Shares of SoftBank surged 10.6% in Tokyo, while Oracle gained 7.1% on Wall Street, adding to the previous day’s 7.2% jump.

That helped lift the tech-heavy Nasdaq 1.3%. The benchmark S&P 500 rose 0.7%, and the Dow Jones Industrial Average added 0.2%. The MSCI index of world shares rose 0.5%.

Even with global stock markets near record highs, some investors said they could rise further.

“We prefer taking risk in stocks and expect corporate earnings to keep driving returns as the fourth-quarter reporting season starts,” Jean Boivin, the head of BlackRock Investment Institute said, adding that Treasury yields might jump.

“We are in a world of higher interest rates and expect them to stay above pre-pandemic levels. Even with the jump in yields, we still see more room to run, if at a slower pace,” Boivin said.

The benchmark 10-year Treasury yield rose 2 basis points to 4.5820%.

European shares were higher despite threats of U.S. import tariffs, with Trump again vowing to hit the European Union with fresh levies. But Europe was breathing a sigh of relief as many investors and foreign capitals had expected tariffs to be implemented on Trump’s first day in office, as promised during his campaign.

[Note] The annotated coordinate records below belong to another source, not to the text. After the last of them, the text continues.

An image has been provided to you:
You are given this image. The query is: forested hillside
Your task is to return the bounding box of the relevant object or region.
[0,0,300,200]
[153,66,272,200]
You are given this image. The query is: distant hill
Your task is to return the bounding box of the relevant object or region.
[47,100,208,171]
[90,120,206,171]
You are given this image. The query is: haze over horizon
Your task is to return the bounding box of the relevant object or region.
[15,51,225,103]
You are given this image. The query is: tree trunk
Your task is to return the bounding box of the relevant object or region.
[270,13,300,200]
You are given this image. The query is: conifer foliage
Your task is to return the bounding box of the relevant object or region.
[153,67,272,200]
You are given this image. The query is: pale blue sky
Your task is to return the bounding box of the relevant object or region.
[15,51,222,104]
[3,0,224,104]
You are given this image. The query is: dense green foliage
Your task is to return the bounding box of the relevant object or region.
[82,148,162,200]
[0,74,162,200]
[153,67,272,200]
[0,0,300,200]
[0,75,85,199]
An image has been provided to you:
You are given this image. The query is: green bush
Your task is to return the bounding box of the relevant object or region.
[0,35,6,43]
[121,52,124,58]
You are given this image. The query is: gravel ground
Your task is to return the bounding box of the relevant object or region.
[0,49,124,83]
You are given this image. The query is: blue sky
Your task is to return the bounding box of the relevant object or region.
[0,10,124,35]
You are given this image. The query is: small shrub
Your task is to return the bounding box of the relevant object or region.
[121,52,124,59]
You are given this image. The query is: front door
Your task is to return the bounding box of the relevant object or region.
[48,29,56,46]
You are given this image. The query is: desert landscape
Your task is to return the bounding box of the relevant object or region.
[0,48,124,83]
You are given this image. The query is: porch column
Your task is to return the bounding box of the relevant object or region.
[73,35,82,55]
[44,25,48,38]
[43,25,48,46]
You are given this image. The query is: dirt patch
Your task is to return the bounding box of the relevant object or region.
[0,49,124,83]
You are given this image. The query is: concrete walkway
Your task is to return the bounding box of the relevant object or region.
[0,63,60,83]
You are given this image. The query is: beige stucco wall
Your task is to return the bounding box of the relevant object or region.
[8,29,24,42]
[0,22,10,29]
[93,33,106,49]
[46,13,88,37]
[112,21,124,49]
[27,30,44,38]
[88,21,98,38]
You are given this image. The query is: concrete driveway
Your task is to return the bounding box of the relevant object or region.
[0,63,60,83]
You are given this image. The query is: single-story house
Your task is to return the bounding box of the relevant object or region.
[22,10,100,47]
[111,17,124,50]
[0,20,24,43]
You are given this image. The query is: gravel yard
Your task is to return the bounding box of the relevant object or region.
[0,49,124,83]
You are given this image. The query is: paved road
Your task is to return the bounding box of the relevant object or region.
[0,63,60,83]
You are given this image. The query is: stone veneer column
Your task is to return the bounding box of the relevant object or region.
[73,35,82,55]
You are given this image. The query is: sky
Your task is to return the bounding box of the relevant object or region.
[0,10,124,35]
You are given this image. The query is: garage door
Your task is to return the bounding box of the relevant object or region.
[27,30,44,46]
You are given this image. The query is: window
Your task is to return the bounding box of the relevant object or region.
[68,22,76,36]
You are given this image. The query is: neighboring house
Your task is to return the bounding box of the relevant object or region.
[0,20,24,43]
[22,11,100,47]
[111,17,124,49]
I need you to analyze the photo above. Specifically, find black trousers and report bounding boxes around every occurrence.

“Trump seems more focused at home and Europe’s got a stay of execution,” said Eddie Kennedy, head of bespoke discretionary fund management at Marlborough.

“Therefore, I think it makes sense to have a little rally.”

The pan-continental STOXX 600 were up 0.3% after hitting a record intraday high. Blue-chips in Frankfurt and London also hit new intraday peaks before pulling back.

Europe’s infrastructure stocks, such as Schneider Electric and Prysmian, were some of the outperformers on Trump’s AI investment push.

Investment in AI has surged since OpenAI launched ChatGPT in late 2022, lifting share prices of chipmakers and those building the infrastructure, helping drive gains in the broader market.

In Asia, Japan’s Nikkei 225 rose 1.6%, lifted by the near 11% rise in SoftBank shares.

MSCI’s broadest index of Asia-Pacific shares outside Japan, however, were flat as drops in Chinese and Hong Kong stocks offset broad gains elsewhere.

Trump said his administration was considering a 10% punitive duty on Chinese imports because fentanyl is being sent from China to the U.S. via Mexico and Canada.

Chinese blue chips fell 0.9% and Hong Kong’s Hang Seng index lost 1.6%.

DOLLAR DROPS TO TWO-WEEK LOW

The delay by Trump in imposing tariffs on major economies has pushed the dollar to a two-week low against a basket of currencies.

The U.S. dollar index, which measures the currency against six others, was little changed at 108.16, having earlier fallen to its lowest since Jan. 6 at 107.75.

The dollar “sold off in response to the lack of clear Day 1 tariffs news, though it’s difficult to separate out how much of that move is a partial unwind of dollar-long positioning, and how much is a more durable market reassessment of tariff risks,” said Stuart Jenkins, FX strategist at Goldman Sachs.

The euro flat at $1.042100, having earlier risen to $1.0457, its highest since Dec. 30.

The dollar was up 0.6% at 156.38 yen after falling to a one-month low in the previous session.

The Japanese currency has strengthened against the dollar in recent sessions, supported by growing expectations the Bank of Japan will raise interest rates at its policy meeting on Friday.

In commodities, oil prices were slightly lower, having fallen more than 2% on Tuesday on Trump’s plans to boost U.S. energy production. Brent crude was down 0.2% at $79.09 a barrel, while U.S. crude was 0.3% at $75.59.

Spot gold added 0.4% to $2,756.3 per ounce, having earlier hit its highest level since October.